Ma Biocoop invitait ses clients l'autre soir à la projection de Bientôt dans vos assiettes, un documentaire de Paul Moreira sorti en 2014. C'est à lui qu'on doit la fameuse séquence (qui avait beaucoup tourné sur Internet) du type qui défend ardemment la prétendue innocuité du glyphosate et a l'air d'une andouille particulièrement gratinée quand on lui propose d'en boire un verre. Vous vous rappelez ?

Sur la forme, le film a quelques défauts qui malheureusement ramollissent un peu le propos, mais certaines scènes restent assez percutantes. Je vous raconte ce que j'en ai retenu (histoire de ne pas oublier, moi non plus).

  • Ce technicien dans un élevage de porcs au Danemark, qui raconte comment la proportion de soja transgénique a augmenté peu à peu en quelques années dans l'alimentation de son cheptel. Cette augmentation trop progressive a empêché les éleveurs d'établir immédiatement un lien de causalité avec ce qu'ils appellent "la mort jaune", des diarrhées telles que 30 % des bêtes en mourraient (malgré la tournée générale d'antibios).

Le type, toutefois, a quand même eu une intuition, un jour, et a décidé de faire un essai pour voir ce qui allait se passer s'il virait le soja transgénique. Devinez quoi, en 48 heures le problème était résolu. (L'histoire ne dit pas si tous les éleveurs de porcs ont connu le même problème, ni s'ils l'ont tous résolu de cette manière, ni s'il est économiquement viable pour tous les élevages de tous les pays d'abandonner les OGM. Tout ce qu'on sait, c'est que ce n'est peut-être pas tant la plante à l'ADN tripatouillé qui rend les bêtes malades, mais plus probablement le cocktail de pesticides qu'elle s'est pris dans les folioles.)

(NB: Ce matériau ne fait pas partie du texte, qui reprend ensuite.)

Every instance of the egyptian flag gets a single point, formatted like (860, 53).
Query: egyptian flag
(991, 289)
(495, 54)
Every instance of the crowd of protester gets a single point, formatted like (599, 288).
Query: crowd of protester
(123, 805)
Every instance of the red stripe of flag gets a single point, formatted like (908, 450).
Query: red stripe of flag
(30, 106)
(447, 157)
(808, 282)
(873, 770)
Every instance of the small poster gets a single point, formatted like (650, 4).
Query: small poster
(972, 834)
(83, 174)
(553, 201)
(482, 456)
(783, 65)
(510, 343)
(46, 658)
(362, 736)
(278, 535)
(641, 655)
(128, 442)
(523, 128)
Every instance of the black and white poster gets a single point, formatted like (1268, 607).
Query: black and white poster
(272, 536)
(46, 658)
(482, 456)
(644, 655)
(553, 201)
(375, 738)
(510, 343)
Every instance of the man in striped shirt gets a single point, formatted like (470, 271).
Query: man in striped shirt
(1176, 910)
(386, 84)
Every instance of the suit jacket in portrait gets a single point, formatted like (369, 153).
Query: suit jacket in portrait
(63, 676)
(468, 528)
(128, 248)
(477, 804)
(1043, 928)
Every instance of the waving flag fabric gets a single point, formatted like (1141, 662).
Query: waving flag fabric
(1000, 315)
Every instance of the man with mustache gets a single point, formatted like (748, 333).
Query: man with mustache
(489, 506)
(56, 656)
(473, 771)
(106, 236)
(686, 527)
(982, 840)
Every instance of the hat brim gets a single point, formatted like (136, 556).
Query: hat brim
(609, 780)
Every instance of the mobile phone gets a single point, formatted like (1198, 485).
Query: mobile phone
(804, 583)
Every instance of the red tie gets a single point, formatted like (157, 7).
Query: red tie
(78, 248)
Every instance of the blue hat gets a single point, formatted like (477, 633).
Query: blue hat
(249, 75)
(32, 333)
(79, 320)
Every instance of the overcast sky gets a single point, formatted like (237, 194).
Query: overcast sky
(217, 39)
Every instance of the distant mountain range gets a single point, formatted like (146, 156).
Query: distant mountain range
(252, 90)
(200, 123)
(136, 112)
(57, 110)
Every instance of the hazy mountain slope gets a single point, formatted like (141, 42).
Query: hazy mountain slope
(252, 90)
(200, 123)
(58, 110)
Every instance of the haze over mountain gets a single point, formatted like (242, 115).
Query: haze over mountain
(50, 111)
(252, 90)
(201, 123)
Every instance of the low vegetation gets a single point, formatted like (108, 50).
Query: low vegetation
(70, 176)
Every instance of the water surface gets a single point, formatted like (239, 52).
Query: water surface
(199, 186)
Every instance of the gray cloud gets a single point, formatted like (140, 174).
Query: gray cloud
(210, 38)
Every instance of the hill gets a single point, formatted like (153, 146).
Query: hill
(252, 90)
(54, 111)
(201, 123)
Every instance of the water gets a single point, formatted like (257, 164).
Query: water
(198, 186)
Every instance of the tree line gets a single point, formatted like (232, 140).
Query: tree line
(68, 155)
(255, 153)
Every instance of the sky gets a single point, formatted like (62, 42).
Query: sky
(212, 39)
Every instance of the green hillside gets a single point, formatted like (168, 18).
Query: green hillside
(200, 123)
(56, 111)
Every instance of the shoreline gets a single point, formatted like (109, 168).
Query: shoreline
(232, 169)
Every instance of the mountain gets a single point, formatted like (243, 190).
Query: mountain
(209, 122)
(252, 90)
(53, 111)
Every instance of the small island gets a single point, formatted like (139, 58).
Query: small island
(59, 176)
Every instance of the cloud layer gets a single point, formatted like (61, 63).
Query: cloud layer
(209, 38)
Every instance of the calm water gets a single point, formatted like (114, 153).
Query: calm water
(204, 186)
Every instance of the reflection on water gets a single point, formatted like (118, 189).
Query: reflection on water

  • Ce type en Argentine, gardien de plantations transgéniques généreusement arrosées de Roundup et d'autres cochonneries, qui explique qu'eux ne nourrissent pas leurs poules, ni leurs cochons avec ce soja-là, car les œufs et la viande sentent mauvais, ont un goût de pourri. Or en France, même si la culture d'OGM est interdite, l'import pour la consommation animale ne l'est pas.

Et d'après le film, l'import représente 45% de l'alimentation. La proportion d'OGM là-dedans n'est pas très claire (ou alors j'avais la tête ailleurs), car les producteurs ne sont étrangement pas très communicatifs sur le sujet.

  • Je retiens aussi la merveilleuse langue de bois du ministre argentin des sciences, qui évoque des problèmes de consanguinité quand on lui fait remarquer la proportion effrayante d'enfants qui, conçus et portés à proximité des champs pulvérisés au glyphosate, naissent avec de nombreuses infirmités. Et hormis ce problème de santé publique tout à fait tragique, la montée en puissance de Monsantou et compagnie en Argentine fait aussi des victimes économiques, car ce modèle d'agriculture dopé aux pesticides requiert beaucoup, beaucoup moins de main d’œuvre.
  • Et enfin, le cas, voire le mystère Patrick Moore (la fameuse andouille qui se voit proposer un petit Roundup on the rocks par Paul Moreira), que je ne connaissais pas : le mec a cofondé Greenpeace, et 10 ou 15 ans plus tard, a spectaculairement retourné sa veste (défenseur de l'industrie pétrolière, pro-nucléaire, climato-sceptique, et j'en passe).

Pourquoi je vous raconte tout ça ? Eh bien d'abord parce que j'ai envie de papoter (oui je suis dans un jour où je me suis interdit l'accès à Twitter, oui j'ai du travail qui m'attend, pourquoi ?).

Et puis aussi pour poser un jalon : si jusqu'à présent, c'était pour des raisons éthiques que j'évitais au maximum le porc et le poulet de batterie, là j'ai clairement une raison de plus pour continuer comme ça. Bien sûr, à la maison, c'est facile, mais à l'extérieur... La salade César ou le croque-madame du petit bistrot pas cher, les nems du boui-boui thaï du coin, le jambon sur la Regina de la pizzeria à côté de la maison, le biryani de l'indien qui livre, le sandwich de supermarché... Autant de viandes dont la provenance est souvent plus que douteuse. Et dans le doute, justement, je préfère m'abstenir autant que possible.

(Même en habitant ce bled légèrement plus grand que Pétaouchnok-sur-Oise, je vous avoue que ce n'est pas toujours simple, l'offre végétarienne étant souvent fort limitée et/ou peu engageante. Mais bon. C'est pas comme si je bouffais au resto cinq fois par semaine non plus, donc c'est cool.)(Et OUI j'ai conscience que c'est un MPP (un Méga Problème de Privilégiée). Mais en même temps, qu'est-ce que vous voulez, je suis une privilégiée.)